Treatment-induced upregulation of the mevalonate pathway in glioma affects stemness through prenylation of Rac1. A, HK374 cells were treated with radiation in the presence or absence of QTP (10 µmol/L) and/or atorvastatin (1 µmol/L) for 48 hours. The activated Rac1 was immunoprecipitated by 10 µg PAK-PBD agarose beads from the whole cell lysates and subjected to immunoblotting against Rac1, along with the total proteins. His-tagged Rac1 protein serves as the positive control. B, The densitometry measurements of activated Rac1/total Rac1 using Image J. C, Transwell migration assay of HK374 cells pretreated with radiation in the presence or absence of QTP (10 µmol/L) and/or atorvastatin (1 µmol/L) for 48 hours. D, The quantification of migrated cells using Image J. E, Confocal images of microtubules in HK374 cells treated with radiation in the presence or absence of QTP (10 µmol/L) and/or atorvastatin (1 µmol/L) for 48 hours. White arrowheads: filopodia. Yellow arrowheads: TNTs. F and G, Rac1 knockdown efficiency was evaluated at both mRNA (qRT-PCR) and protein (Western blotting) levels at day 2 and day 7 after siRNA transfection. β-actin was used as the loading control and the densitometry measurements of Rac1 were performed using Image J. H and I, Clonogenic assay of siCtrl or siRac1 transfected HK374 cells treated with radiation in the presence or absence of QTP (10 µmol/L) and/or atorvastatin (1 µmol/L) for 7 days and the resulting plating efficiencies.
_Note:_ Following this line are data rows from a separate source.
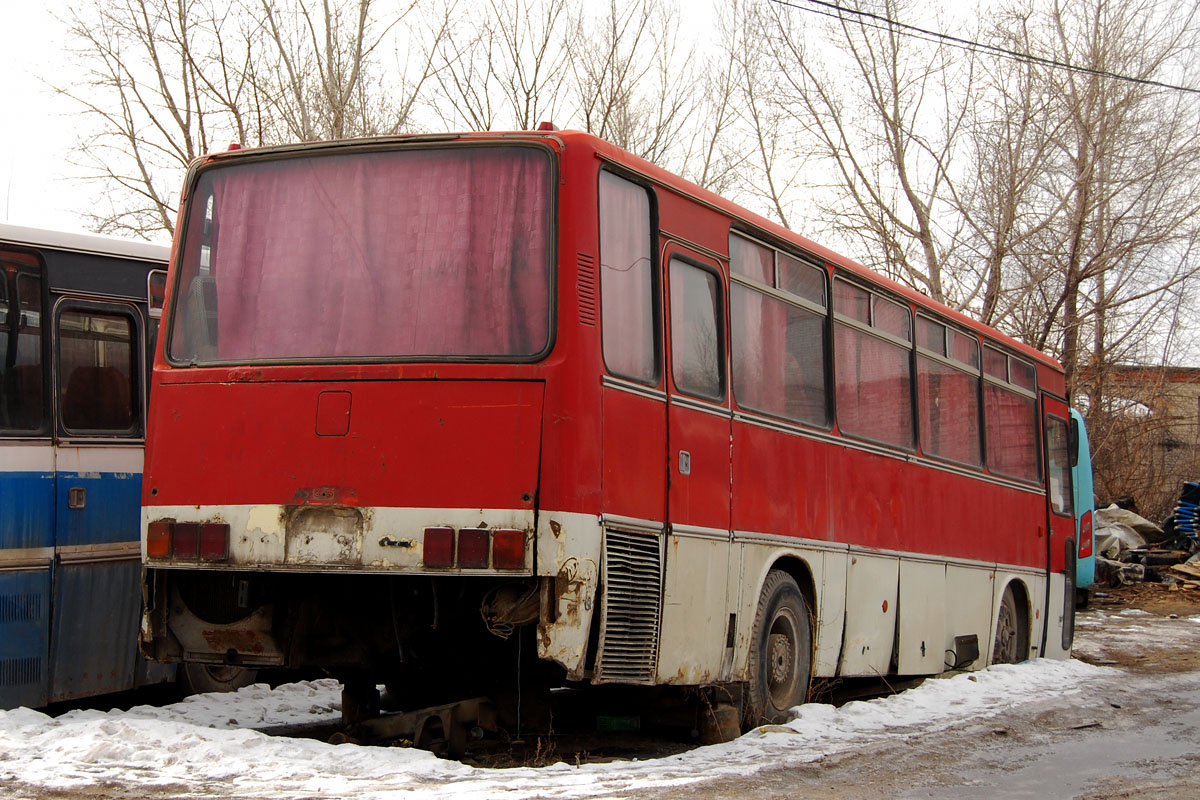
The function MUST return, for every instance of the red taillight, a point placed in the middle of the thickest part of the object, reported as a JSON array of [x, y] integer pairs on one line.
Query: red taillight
[[214, 541], [473, 547], [185, 541], [159, 539], [438, 547], [1085, 535], [508, 549]]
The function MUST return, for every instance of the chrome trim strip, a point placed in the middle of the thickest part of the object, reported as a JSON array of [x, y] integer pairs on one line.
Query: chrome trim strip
[[796, 542], [25, 558], [27, 457], [676, 239], [775, 540], [697, 531], [699, 405], [631, 523], [97, 553], [631, 388]]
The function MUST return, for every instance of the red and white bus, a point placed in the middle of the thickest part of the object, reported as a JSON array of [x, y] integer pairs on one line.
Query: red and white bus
[[429, 405]]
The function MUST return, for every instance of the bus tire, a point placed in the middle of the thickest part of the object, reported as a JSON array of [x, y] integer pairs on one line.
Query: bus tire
[[1009, 633], [201, 679], [780, 653]]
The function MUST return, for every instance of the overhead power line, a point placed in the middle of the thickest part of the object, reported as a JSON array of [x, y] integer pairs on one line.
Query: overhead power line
[[839, 12]]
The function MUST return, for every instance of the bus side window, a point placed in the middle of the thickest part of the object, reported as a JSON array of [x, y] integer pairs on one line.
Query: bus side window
[[97, 372], [873, 347], [627, 281], [778, 337], [21, 350], [1059, 453], [696, 337], [1011, 416]]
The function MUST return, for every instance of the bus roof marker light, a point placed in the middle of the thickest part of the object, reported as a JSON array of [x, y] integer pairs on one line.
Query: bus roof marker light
[[437, 549]]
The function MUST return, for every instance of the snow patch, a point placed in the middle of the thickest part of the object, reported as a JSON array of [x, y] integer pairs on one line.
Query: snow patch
[[208, 745]]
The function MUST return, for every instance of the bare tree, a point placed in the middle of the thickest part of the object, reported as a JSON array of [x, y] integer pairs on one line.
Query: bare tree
[[168, 80], [886, 113], [1115, 190], [633, 84], [502, 65], [143, 85]]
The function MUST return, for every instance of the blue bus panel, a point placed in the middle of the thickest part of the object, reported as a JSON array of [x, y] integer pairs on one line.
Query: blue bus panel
[[24, 637], [1085, 501]]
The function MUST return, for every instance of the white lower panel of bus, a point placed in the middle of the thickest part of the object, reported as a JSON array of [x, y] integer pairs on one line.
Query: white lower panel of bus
[[317, 537]]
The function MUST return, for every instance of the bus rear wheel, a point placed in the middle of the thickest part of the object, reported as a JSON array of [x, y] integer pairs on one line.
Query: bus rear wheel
[[1009, 632], [201, 679], [780, 653]]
J, Sphere-forming capacity of siCtrl or siRac1 HK374 spheres treated with radiation in the presence or absence of QTP (10 µmol/L) and/or atorvastatin (1 µmol/L). K, log fraction plot generated by extreme limiting dilution assay (ELDA), where the y axis “log fraction nonresponding” indicates frequency of cells incapable of forming clonal spheres and the x axis “dose (number of cells)” indicates number of cells per mL. The slope of the line is the log-active cell fraction, and dotted lines give the 95% confidence interval. All experiments have been performed with at least three biological independent repeats. P-values were calculated using one-way ANOVA for B and D, unpaired Student t tests for F and G; two-way ANOVA for I and J. ns: not significant.